- Promotional poster
- Genre: Romance Crime Action
- Written by: Jang Hang-jun Kim Eun-hee
- Directed by: Jang Hang-jun
- Starring: Park Shin-yang Kim Ah-joong Jun Kwang-ryul Jung Gyu-woon Uhm Ji-won
- Composers: Yang Jeong-woo; Kim Soo-jin;
- Country of origin: South Korea
- Original language: Korean
- No. of episodes: 20

Production
- Executive producers: Choi Moon-suk Kim Yong-hoon Lee Mi-ji
- Producer: Park Ji-eun
- Production companies: Apollo Pictures Golden Thumb

Original release
- Network: SBS TV
- Release: January 5 – March 10, 2011

= Sign (TV series) =

2011 South Korean television series

Sign is 2011 South Korean television series, starring Park Shin-yang, Kim Ah-joong, Jun Kwang-ryul, Jung Gyu-woon and Uhm Ji-won. It is about the life of forensic doctors.
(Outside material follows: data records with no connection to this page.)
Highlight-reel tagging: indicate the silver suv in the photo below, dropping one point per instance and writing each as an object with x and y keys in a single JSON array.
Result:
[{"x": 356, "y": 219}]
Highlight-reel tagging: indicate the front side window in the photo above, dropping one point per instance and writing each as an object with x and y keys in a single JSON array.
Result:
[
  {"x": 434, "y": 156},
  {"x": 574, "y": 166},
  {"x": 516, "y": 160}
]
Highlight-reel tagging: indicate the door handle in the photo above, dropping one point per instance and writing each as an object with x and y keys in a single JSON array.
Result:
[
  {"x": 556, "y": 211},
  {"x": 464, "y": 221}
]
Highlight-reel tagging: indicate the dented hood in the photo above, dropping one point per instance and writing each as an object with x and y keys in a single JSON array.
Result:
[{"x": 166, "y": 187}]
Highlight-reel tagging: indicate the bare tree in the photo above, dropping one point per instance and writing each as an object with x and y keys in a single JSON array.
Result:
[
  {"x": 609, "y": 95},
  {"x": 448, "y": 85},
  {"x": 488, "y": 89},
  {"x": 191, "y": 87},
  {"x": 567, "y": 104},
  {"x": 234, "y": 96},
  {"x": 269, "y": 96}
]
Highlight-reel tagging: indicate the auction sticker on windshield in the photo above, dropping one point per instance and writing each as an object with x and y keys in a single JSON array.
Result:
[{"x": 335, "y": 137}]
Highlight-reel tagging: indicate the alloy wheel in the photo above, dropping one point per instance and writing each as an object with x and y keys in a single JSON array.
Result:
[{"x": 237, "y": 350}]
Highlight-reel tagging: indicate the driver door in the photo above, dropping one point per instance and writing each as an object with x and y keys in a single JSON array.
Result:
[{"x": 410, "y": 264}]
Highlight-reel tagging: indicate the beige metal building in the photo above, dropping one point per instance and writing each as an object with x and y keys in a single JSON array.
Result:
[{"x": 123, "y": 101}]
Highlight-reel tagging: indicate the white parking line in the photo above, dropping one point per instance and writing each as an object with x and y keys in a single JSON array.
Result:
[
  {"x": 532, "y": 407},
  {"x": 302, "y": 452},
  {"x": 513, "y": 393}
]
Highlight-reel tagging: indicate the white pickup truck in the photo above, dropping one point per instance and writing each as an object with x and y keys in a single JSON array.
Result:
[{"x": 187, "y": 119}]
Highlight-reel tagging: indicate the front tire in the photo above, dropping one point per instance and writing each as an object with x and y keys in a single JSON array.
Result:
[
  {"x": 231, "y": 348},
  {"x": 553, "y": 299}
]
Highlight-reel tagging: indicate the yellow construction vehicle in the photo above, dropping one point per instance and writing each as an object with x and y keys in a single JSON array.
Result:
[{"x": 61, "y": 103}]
It aired on SBS TV from January 6 to March 10, 2011 on Wednesdays and Thursdays at 21:55 for 20 episodes.

==Synopsis==
The story details the partnership between Go Da-kyung (Kim Ah-joong), a warm-hearted rookie and Yoon Ji-hoon (Park Shin-yang), a high-tempered forensic doctor, who find themselves an unlikely pair for solving cases.

==Cast==
- Park Shin-yang as Yoon Ji-hoon
- Kim Ah-joong as Go Da-kyung
- Uhm Ji-won as Jung Woo-jin
- Jung Gyu-woon as Choi Yi-han
- Jun Kwang-ryul as Lee Myung-han
- Song Jae-ho as Jung Byung-do
- Jang Hyun-sung as Jang Min-suk
- Ahn Moon-sook as Hong Sook-joo
- Jung Eun-pyo as Kim Wan-tae
- Im Ho-gul as Jang Jae-young
- Moon Chun-shik as Ahn Sung-jin
- Kwon Byung-gil as Goo Sung-tae
- Lee Jung-hun as Joo In-hyuk
- Kim Kyung-bum as Park Tae-gyu
- Jung Seung-ho as Go Kang-shik
- Kim Young-sun as Jung Eun-mo
- Hwang Sun-hee as Kang Seo-yeon
- Park Young-ji as Kang Joon-hyuk
- Kim Eung-soo as Chief prosecutor Choi Jung-seop
- Yoo Se-rye as Mi-young
- Park Geon-il as Seo Yoon-hyung
- Kim Han-joon as Kang Yong-hwa
- Oh Hyun-chul as Woo Jae-won
- Supernova as VOICE (cameo)
- Jung Yoon-hak as Boy Band "VOICE" member
- Jung Ji-yoon as Secretary for lead prosecutor
- Choi Jae-hwan as Ahn Soo-hyun (ep 4-7)
- Han Bo-bae as Aki-chan (ep 8)
- Kim Sung-won as school principal (ep 8)
- Kim Jung-tae as Jung Cha-young (ep 11-13)
- Baek Seung-hyeon as Lee Chul-won (ep 12-13)
- Jung Da-bin as Da-bin (ep 13-14)
- Kim Dan-yool as village kid (ep 13-14)
- Yoon Joo-sang as Jung Moon-soo (cameo)
- Kim Sung-oh as Lee Ho-jin (cameo, ep 15-19)
- Kim Min-kyo as policeperson (cameo, ep 1)
- Maxine Koo as Chinese CBC reporter (cameo)
- Jang Hang-jun as side table guest (cameo)
- Yang Taek-jo (cameo)
- Jung Mi-jung
- Im Seung-dae
== Awards and nominations ==

Year: Award; Category; Recipient; Result
2011: 47th Baeksang Arts Awards; Best Actress; Kim Ah-joong; Nominated
4th Korea Drama Awards: Grand Prize (Daesang); Sign; Nominated
Best New Actress: Hwang Sun-hee; Nominated
19th SBS Drama Awards: Top Excellence Award, Actor in a Drama Special; Park Shin-yang; Nominated
Top Excellence Award, Actress in a Drama Special: Kim Ah-joong; Nominated
Uhm Ji-won: Nominated
Excellence Award, Actor in a Drama Special: Jung Gyu-woon; Won
Special Acting Award, Actress in a Drama Special: Hwang Sun-hee; Nominated

==Japanese remake==
A Japanese remake titled Sign: Houigakusha Yuzuki Takashi no Jiken (サイン―法医学者 柚木貴志の事件―) will air on TV Asahi in July 2019. It is produced by Total Media Communication.